On March 21, 1909 the Indianapolis Star ran an article discussing the industry and public debate about the value of road racing. This was a topic of the day as manufacturers, government and the general public held differing views on the merits of racing on public roads. There were always those that saw all the negatives which largely pertained to safety and the inconvenience of having public roads appropriated for the commercial venture of auto racing for a week or more of practice and the actual race events. Obviously race cars sharing the same roads with the public seems a tad crazy and it did happen during practice sessions - especially "unofficial" ones when the drivers and teams arrived in a town.
Even among manufacturers, though, there were divergent views. This was accentuated anytime the subject of stock versus "freak" or purpose built race cars was discussed. Manufacturers by and large had no interest in the additional investment of producing special cars with no commercial value just to see who could go faster. A.E.P. Chalfont, the general manager of the Licensed Automobile Manufacturer's Association offered impressive, even visionary, commentary in the article:
"The public must now realize that automobile contests are in their infancy. However, the most expert men in the business cannot tell what turn the sport is going to take next. The whole manufacturing world is divided on the subject of racing. One maker says the sport is of no benefit to the industry, another says it helps more than anything else. Some favor a speedway, but urge the importance of practical contests."

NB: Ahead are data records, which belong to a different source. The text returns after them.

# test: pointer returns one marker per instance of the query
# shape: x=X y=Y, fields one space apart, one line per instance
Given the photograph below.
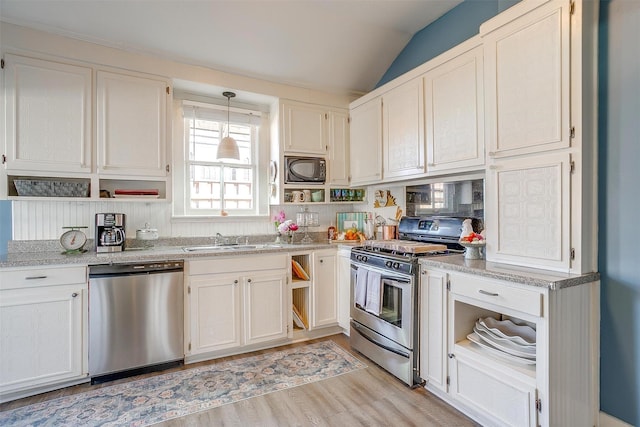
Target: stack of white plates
x=505 y=339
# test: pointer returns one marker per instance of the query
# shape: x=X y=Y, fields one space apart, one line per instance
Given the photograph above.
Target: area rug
x=176 y=394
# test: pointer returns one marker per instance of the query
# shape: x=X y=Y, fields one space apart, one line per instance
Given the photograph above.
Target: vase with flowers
x=284 y=227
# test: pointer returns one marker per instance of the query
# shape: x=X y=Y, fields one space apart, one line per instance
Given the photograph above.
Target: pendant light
x=228 y=147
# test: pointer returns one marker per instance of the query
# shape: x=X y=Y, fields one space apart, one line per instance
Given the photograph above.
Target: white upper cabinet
x=325 y=289
x=454 y=111
x=132 y=125
x=541 y=130
x=365 y=151
x=527 y=211
x=48 y=126
x=527 y=65
x=403 y=131
x=339 y=148
x=304 y=128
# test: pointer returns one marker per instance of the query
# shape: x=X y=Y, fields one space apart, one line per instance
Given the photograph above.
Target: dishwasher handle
x=103 y=270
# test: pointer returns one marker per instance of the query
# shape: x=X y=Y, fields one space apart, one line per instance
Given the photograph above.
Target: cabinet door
x=41 y=332
x=339 y=148
x=528 y=213
x=265 y=302
x=454 y=109
x=304 y=128
x=403 y=131
x=344 y=288
x=365 y=145
x=527 y=65
x=433 y=329
x=132 y=124
x=48 y=115
x=215 y=313
x=325 y=292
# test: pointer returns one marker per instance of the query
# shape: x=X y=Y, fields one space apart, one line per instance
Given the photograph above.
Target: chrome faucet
x=221 y=239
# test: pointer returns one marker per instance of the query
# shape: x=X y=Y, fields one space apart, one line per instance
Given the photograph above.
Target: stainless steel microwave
x=310 y=170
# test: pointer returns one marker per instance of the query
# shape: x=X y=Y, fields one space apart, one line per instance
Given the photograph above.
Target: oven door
x=395 y=317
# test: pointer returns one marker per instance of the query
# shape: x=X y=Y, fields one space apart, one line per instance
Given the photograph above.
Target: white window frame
x=182 y=179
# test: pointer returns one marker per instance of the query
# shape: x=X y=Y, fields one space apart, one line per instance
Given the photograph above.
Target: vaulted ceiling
x=341 y=46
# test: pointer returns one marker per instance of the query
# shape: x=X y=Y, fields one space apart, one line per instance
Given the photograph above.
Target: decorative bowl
x=474 y=250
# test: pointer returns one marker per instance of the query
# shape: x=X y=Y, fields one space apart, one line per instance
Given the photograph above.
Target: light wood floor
x=367 y=397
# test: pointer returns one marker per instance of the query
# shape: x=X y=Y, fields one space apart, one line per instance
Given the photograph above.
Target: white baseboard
x=607 y=420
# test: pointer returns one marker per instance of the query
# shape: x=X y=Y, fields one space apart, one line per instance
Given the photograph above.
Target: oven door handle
x=359 y=329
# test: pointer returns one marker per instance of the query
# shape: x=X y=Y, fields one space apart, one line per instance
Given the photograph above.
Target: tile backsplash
x=43 y=220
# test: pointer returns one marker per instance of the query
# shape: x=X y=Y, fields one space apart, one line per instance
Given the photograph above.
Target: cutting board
x=405 y=246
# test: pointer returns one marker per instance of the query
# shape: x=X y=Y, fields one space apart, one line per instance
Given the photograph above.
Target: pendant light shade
x=228 y=147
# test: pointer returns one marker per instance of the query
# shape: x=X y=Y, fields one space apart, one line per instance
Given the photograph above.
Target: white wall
x=34 y=220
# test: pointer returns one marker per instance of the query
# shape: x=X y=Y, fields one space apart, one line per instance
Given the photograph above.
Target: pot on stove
x=389 y=232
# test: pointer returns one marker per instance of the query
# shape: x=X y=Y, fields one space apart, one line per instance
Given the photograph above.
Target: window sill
x=217 y=218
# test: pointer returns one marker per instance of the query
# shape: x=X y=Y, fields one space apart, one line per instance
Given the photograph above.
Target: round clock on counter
x=73 y=240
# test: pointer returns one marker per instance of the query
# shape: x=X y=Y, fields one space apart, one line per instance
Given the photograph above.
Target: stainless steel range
x=384 y=291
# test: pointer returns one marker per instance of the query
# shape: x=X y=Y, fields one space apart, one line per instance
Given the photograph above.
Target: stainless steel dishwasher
x=135 y=318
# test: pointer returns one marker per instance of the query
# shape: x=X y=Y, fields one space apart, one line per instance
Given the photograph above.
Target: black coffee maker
x=110 y=236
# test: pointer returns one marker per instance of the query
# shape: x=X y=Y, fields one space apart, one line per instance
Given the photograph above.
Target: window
x=215 y=187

As a note of historical context the reference to "a speedway" is significant as at the time this article was published the Indianapolis Motor Speedway was under construction. Chalfont and his contemporaries did not have the benefit of seeing their sport's future but road racing on public roads was largely doomed. While endurance runs like the Glidden Trophy continued for some time these were not full-on speed contests. Road racing as it was in the days of the Vanderbilt Cup would perish as the country entered the era of speedway ovals. Private road courses have been built, road rallies continue and off-road racing in largely remote areas such as the Baja 1000 still thrive. With the advent of a revival of American street racing such as the Long Beach Grand Prix even the use of public roads has resurfaced albeit in a much more packaged manner. The early road races, despite their eventually intolerable risks to the public and impractical approach to commandeering public facilities served an important purpose in underscoring the good roads movement of the day.